Artificial intelligence has been positioned as a benchmark of quality and confidence for medical exercise by providing flexible programming to any environment and circumstance that arises.

Today, new technologies have been propagated to increase the functions and possibilities offered by health systems and services, as they streamline operating methods; speed and constancy in daily work.

Artificial Intelligence, applied in the field of digital health, offers certainty and safety to doctors as they rely on it to improve their activities; as if they had a personal assistant capable of recognizing data, grouping it, making decisions, and learning patterns just by analyzing the situation.

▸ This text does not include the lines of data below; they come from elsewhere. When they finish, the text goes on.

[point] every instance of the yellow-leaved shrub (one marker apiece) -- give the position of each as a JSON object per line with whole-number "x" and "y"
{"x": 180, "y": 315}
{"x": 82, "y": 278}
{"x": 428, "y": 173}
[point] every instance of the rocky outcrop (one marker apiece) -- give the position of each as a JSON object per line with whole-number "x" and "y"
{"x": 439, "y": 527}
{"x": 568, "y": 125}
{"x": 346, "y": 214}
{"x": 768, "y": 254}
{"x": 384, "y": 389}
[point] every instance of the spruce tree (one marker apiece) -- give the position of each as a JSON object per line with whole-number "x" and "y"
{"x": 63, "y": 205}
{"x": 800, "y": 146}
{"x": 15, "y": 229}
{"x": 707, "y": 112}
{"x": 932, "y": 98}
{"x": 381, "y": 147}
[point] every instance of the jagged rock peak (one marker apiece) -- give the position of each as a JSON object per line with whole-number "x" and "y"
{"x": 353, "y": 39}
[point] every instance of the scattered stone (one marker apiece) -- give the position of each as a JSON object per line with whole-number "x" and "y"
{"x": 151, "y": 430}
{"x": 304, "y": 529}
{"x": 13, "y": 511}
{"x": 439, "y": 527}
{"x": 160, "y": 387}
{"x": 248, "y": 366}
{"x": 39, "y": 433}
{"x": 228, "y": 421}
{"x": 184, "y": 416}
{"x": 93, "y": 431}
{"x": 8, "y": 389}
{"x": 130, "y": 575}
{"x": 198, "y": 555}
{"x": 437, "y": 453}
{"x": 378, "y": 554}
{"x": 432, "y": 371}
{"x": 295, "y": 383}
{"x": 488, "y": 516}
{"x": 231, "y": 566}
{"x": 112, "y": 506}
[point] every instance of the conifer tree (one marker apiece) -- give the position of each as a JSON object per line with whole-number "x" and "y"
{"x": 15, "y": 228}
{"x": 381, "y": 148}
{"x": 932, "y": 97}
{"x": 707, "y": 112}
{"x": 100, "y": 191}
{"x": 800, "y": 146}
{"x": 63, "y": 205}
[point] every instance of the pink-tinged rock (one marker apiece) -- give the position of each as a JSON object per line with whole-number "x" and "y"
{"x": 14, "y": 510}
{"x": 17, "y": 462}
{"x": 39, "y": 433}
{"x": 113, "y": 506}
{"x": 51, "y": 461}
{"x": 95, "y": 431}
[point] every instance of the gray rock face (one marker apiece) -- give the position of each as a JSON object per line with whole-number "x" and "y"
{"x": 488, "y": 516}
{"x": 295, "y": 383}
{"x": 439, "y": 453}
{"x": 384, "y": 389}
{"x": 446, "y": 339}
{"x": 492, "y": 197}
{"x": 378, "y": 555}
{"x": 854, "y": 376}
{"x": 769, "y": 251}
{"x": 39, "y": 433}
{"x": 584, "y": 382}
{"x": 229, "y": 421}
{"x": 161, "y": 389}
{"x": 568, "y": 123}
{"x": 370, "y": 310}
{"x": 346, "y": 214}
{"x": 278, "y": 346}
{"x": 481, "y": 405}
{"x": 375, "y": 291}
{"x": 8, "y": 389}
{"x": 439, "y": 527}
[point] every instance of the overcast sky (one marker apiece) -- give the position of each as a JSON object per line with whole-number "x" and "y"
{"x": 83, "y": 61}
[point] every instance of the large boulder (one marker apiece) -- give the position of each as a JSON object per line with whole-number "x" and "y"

The use of Big Data has been proven to enhance skills in specialized areas such as surgery, strokes, cardiac and cancer, expanding the potential of virtual interaction over the satisfactory results of any operation in real time and without margin for error.

"Today, it is already possible, for example, with machine learning – a technology derived from artificial intelligence where the machine learns autonomously from its mistakes – to predict future events such as the presence of high-risk coronary plaques, to select patients to perform endovascular treatments reducing the risk of bleeding, or to estimate the extent of the sequel after an ACV (cardiovascular accident)" was what Dr. Pedro Lylyk, president of the SIMI Congress 2019 strengthened.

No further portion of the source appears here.